I guess people know what malware looks like but the jury's still out on whether someone who's been radicalized into believing a demonstrable untruth about the world around them has even been attacked? Like we see as different, for some reason, grandma crying because a hacker stole her passwords and drained her bank account vs. grandma crying because she's in jail for having broken into a pizzeria because someone online convinced her vampires were using the pizzeria's basement to drain adrenochrome out of children for an immortality serum?

(My opinion has swung on this topic as I've gotten older and become responsible for elderly people's welfare in my life. The tools used to attack their ability to tell truth from falsehood online are refined, pervasive, effective, and insidious. I have to keep purging news aggregators from their smartphones because they click on an ad that brings them an ad that brings them an ad that brings them an ad, and the next thing I know their phone is locked up because three apps are bumping twenty notifications an hour about what the 'woke agenda' will do to the bathrooms in their homes).


> It's interesting to me that people seem generally comfortable with the mechanisms browsers use to determine if a site is unsafe in the sense that it has a track record of carrying malware ("Google has detected harmful content")

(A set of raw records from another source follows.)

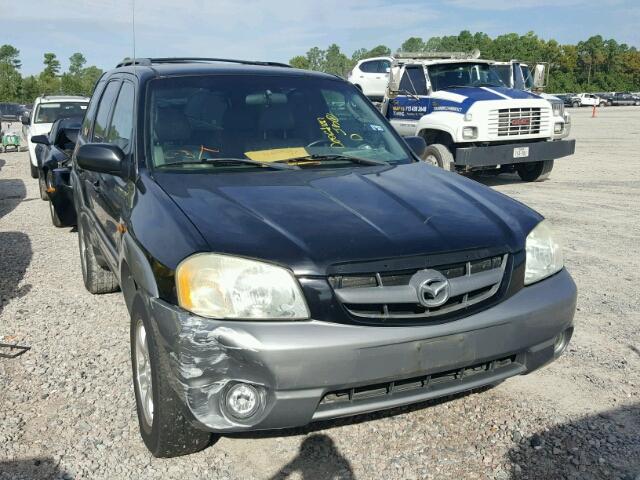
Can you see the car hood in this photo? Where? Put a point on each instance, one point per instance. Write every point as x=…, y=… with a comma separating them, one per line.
x=310, y=220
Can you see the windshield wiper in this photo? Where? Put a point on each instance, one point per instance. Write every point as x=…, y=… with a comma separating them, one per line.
x=244, y=161
x=334, y=156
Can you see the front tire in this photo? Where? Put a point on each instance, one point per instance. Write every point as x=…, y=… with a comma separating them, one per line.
x=534, y=171
x=97, y=279
x=439, y=156
x=164, y=427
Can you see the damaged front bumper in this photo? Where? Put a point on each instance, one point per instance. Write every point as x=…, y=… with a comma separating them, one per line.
x=307, y=371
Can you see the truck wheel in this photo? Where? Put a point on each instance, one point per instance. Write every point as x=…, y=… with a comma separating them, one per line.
x=42, y=185
x=165, y=429
x=438, y=155
x=96, y=278
x=534, y=171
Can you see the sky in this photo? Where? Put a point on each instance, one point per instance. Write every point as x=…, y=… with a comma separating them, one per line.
x=277, y=30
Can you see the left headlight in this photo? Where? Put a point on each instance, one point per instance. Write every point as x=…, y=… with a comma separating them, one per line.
x=544, y=254
x=227, y=287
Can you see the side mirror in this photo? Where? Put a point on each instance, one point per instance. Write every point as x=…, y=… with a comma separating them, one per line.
x=417, y=145
x=100, y=157
x=41, y=139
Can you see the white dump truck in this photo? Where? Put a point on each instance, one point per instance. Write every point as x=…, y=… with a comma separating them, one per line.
x=470, y=119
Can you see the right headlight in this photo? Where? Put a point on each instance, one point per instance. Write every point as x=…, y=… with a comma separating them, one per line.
x=228, y=287
x=544, y=254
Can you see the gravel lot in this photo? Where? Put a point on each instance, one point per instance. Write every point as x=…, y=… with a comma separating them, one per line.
x=67, y=405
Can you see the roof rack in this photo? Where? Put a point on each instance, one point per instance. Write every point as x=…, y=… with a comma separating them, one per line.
x=147, y=62
x=437, y=55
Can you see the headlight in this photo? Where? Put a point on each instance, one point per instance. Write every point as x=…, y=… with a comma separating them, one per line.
x=226, y=287
x=469, y=132
x=544, y=255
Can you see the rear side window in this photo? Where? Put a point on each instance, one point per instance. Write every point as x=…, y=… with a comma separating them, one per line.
x=104, y=109
x=121, y=127
x=370, y=67
x=88, y=118
x=414, y=81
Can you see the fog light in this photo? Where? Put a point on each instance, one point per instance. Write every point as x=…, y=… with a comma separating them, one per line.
x=560, y=343
x=242, y=400
x=469, y=132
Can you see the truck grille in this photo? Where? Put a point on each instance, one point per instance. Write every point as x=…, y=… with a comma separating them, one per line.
x=510, y=122
x=383, y=296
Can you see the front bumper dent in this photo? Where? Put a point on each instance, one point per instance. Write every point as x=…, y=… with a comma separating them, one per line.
x=297, y=364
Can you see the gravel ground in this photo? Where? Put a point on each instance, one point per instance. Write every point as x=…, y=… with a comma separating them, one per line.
x=67, y=405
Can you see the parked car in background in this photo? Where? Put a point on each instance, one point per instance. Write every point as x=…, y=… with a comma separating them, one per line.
x=286, y=257
x=46, y=110
x=371, y=76
x=54, y=156
x=11, y=112
x=587, y=100
x=606, y=96
x=625, y=98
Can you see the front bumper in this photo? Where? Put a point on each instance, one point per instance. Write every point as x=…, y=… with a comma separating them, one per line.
x=503, y=154
x=297, y=364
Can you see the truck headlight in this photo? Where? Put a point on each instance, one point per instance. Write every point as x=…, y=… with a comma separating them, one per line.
x=544, y=255
x=227, y=287
x=469, y=132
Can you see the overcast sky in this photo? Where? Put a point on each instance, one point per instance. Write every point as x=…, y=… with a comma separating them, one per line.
x=279, y=29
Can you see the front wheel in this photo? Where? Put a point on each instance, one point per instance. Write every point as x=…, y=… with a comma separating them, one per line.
x=165, y=429
x=439, y=156
x=534, y=171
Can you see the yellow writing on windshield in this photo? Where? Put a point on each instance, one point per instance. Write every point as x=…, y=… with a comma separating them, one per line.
x=277, y=154
x=330, y=126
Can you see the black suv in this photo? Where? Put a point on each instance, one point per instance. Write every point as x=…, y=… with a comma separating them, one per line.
x=285, y=257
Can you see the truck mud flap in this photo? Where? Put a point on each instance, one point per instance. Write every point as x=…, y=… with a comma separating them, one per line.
x=508, y=154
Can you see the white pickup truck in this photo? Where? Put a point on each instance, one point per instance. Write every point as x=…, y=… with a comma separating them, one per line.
x=470, y=119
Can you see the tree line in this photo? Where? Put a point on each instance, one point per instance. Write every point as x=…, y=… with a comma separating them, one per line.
x=592, y=65
x=78, y=80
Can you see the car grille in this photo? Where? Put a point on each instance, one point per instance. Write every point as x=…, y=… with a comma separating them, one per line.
x=508, y=122
x=383, y=296
x=416, y=384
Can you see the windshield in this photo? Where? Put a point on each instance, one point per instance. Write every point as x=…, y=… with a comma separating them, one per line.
x=197, y=121
x=503, y=72
x=50, y=112
x=464, y=74
x=528, y=77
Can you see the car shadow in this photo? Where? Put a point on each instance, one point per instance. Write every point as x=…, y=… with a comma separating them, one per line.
x=606, y=445
x=495, y=180
x=40, y=468
x=317, y=459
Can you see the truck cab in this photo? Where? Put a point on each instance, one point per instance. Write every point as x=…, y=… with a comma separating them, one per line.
x=470, y=119
x=521, y=76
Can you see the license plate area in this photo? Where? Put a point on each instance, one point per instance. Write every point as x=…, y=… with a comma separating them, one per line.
x=520, y=152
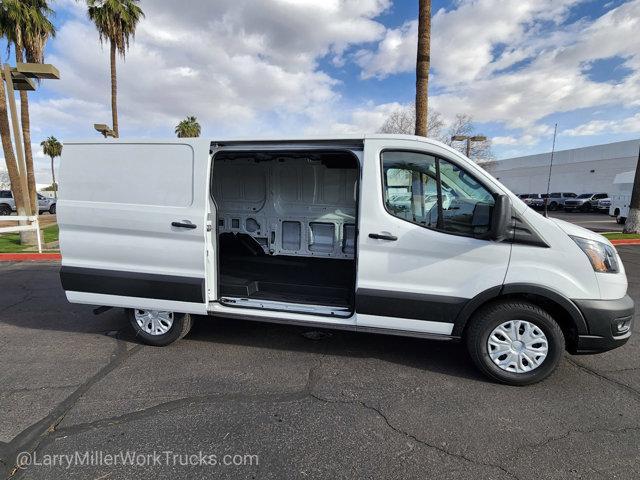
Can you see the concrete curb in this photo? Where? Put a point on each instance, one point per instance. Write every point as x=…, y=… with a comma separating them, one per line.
x=29, y=257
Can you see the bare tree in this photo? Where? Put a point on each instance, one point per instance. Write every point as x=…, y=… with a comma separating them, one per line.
x=423, y=63
x=463, y=125
x=403, y=121
x=632, y=225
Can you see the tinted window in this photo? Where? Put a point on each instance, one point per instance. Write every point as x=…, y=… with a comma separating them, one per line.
x=434, y=193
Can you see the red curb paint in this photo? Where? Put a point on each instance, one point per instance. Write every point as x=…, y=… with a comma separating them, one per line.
x=29, y=257
x=630, y=241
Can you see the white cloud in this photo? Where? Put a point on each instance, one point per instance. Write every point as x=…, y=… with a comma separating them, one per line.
x=596, y=127
x=505, y=61
x=236, y=70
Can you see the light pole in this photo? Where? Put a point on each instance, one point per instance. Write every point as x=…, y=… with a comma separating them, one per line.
x=469, y=139
x=22, y=78
x=104, y=130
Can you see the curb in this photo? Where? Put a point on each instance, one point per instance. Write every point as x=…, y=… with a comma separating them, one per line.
x=29, y=257
x=631, y=241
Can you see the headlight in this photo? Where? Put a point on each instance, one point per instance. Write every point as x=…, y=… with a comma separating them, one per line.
x=602, y=256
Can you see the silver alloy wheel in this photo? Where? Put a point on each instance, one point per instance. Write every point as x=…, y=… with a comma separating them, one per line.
x=518, y=346
x=154, y=322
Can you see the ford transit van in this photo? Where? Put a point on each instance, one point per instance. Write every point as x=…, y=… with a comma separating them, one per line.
x=387, y=234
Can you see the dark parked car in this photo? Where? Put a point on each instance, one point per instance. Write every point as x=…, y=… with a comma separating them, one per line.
x=534, y=200
x=557, y=199
x=585, y=202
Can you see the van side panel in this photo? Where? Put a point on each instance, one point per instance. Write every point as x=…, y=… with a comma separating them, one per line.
x=116, y=208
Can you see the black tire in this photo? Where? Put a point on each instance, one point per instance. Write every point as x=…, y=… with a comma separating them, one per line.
x=181, y=326
x=489, y=317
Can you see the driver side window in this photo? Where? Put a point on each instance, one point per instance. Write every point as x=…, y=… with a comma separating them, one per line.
x=435, y=193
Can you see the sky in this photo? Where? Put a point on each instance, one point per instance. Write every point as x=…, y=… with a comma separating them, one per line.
x=256, y=68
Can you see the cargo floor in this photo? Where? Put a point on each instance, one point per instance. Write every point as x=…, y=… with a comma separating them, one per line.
x=314, y=281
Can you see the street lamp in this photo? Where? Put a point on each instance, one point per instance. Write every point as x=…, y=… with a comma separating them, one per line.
x=469, y=139
x=104, y=130
x=22, y=78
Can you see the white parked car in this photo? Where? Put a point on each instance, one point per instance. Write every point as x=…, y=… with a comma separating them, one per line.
x=8, y=204
x=388, y=234
x=621, y=196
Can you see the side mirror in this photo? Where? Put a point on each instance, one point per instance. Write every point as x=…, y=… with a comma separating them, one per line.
x=500, y=218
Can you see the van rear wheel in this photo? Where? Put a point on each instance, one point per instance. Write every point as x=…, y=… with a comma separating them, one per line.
x=514, y=342
x=159, y=328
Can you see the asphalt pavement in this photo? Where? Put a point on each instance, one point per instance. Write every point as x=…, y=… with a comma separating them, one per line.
x=236, y=399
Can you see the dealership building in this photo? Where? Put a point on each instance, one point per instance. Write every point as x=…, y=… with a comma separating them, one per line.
x=580, y=170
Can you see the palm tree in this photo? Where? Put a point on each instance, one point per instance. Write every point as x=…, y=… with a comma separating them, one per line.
x=423, y=62
x=9, y=154
x=188, y=128
x=52, y=148
x=116, y=21
x=26, y=25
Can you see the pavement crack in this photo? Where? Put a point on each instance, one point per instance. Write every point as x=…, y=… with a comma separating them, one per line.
x=25, y=298
x=176, y=404
x=29, y=439
x=568, y=433
x=635, y=392
x=407, y=434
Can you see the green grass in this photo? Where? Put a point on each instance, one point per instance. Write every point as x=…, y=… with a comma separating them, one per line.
x=621, y=236
x=10, y=242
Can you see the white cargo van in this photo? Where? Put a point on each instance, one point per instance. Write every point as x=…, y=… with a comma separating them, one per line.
x=621, y=196
x=379, y=233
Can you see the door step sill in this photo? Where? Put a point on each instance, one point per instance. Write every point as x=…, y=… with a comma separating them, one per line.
x=331, y=311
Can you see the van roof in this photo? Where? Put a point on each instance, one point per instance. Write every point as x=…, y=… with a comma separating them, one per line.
x=311, y=139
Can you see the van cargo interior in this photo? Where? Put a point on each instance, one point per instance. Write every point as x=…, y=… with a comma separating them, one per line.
x=287, y=229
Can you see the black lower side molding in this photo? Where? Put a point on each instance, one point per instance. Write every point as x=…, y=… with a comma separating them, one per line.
x=132, y=284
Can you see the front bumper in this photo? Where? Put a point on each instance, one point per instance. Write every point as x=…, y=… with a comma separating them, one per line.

I am definitely not comfortable with that considering that I know it contains false postives that google does not care to do anything about. Most people don't even know about google safe browsing or how realize how much control it gives Google.

BTW, VirusTotal is also run by Google which they are not very open about.

> I guess people know what malware looks like

I have yet to find anyone that does. Certainly not the anti-virus industry.


> It's interesting to me that people seem generally comfortable with the mechanisms browsers use to determine if a site is unsafe in the sense that it has a track record of carrying malware ("Google has detected harmful content") but get really upset about the possibility that a similar system could be used to protect users from having their minds hacked by info-charlatans.

It's so much easier to tell whether a website is distributing malware than it is to tell when an "info-chartalan" is "hijacking someone's mind" that those things are in entirely different difficulty classes.

It's completely impossible to even get a small group of people in the same political party to agree on a definition for "misinformation", let alone a large group, let alone a group spanning multiple political parties, let alone be able to consistently tag content in the same way, let alone do that at scale.

We already have people who disagree about the nature of reality, or claim that truth and morals are subjective.

You might as well try comparing adding 3-digit numbers together with being a judge in a court of law. One of those things is mostly mechanical, although nontrivial to do at scale - the other is extremely messy and involves a massive amount of human factor. It's entirely reasonable to have significantly different views about them (and standards for who you let perform them).